I don’t know, friends. I don’t know exactly what He will do.

But I know Him. He’s my Dada-God. 

And that is what I’d like to put front and center today.

This weekend I read a sweet book called Every Bitter Thing Is Sweet. I’ll admit, I believe that theologically we need to be very careful with that saying. Everything is NOT good and everything is NOT sweet, But God. God is good and God is sweet and God is gracious in all things. Let us always be certain we say that He is the gift, not the evil that He sovereignly allows.

Evil is evil and God is good.

But what I appreciated about hearing Sara Hagerty’s story of suffering, is that she brings all healing and suffering into the context of relationship. Similarly, in Heidi’s Baker’s phenomenal book Birthing the Miraculous, she always points back to the supernatural and miraculous happening in the context of an intimate, abiding relationship with Jesus Christ. As Sara says,

“To know God as Healer is a relationship, not a moment.”

If we truly want to know healing, we must know Jehovah Rapha, The LORD our Healer. She also recognizes that for years she saw herself as a beggar, unnoticed by God, who needed to whine or beg to try to get his attention. She says,

“My request, around which my fingers had been clenched for years, was meant to be delivered palm to palm as I sat on His lap in confidence.”

Let us always remember our identity–beloved children of the King. He promises His goodness because of who He is (the Good, Omnipotent God) and who we are (His beloved children). We need not scrap and beg and whine. We’re not street urchins tugging on the robe of an uncaring ruler. We ask palm to palm. We need only crawl up onto His lap in loving relationship, immersing ourselves in the truth of His Word, and frame our requests in the context of relationship.

There is more, much more, I’d like to share, from the Scriptures on God’s power to heal, and how we are to proceed from here.  I think there are some dangerous ditches on either side, and I want to be careful we don’t wind up there. So I’ll write some more in the following weeks, but wanted to pause here first. Because no matter what type of suffering we’re walking through, one thing is the same.

If you’re experiencing the suffering of persecution: Draw near to Dada-God.

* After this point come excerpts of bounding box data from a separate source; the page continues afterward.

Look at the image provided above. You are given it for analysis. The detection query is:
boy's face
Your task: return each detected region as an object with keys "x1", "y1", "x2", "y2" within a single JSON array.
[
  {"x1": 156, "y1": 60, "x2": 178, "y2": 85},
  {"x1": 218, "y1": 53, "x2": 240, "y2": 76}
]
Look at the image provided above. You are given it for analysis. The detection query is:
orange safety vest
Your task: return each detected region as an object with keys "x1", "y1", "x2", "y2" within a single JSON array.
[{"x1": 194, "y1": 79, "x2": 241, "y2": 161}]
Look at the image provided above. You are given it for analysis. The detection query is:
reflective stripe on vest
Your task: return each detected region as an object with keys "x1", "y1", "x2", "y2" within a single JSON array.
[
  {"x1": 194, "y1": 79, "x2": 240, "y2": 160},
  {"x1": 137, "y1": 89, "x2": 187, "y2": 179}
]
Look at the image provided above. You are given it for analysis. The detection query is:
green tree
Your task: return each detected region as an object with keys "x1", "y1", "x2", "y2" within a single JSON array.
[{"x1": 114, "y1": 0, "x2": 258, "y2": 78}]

If you’re experiencing the pain of sickness: Draw near to Dada-God.

If you’ve lost a loved one to tragedy: Draw near to Dada-God.

Instead of shaking a fist at God or recoiling in fear that it’s all your fault, crawl up onto His lap and honestly pour out your pain to Him. It does no good to mask it or make up our own theologies to explain away the hurt. It doesn’t work. The reality is that who God says He is, and what we see in our daily lives, don’t always seem to match up. Turn to Him with those areas of apparent contradiction and humbly ask Him to reveal Himself as Daddy, as Healer, as Redeemer.

God loves you. I pray that as we continue to travel this road and wade through the Word as it pertains to this topic, that you will know the love of God who bore our pain on the cross, who was acquainted with grief and sorrow, who walks with us through every valley of the shadow of death.

As we wait for our healing, hoping, hand-in-hand with Him, we are being healed.

Thank you for reading. 

One thought on “Palm to Palm”

  1. Our sufferings and pain are not the same, it’s true. Our God is the same , yesterday ,today, and tomorrow! In my pain I trust Him as he is a God that doesn’t lie! His promises and his grace are sufficient. Thanks for your sharing. Our God cares very much for all of us and our relationships. God Bless!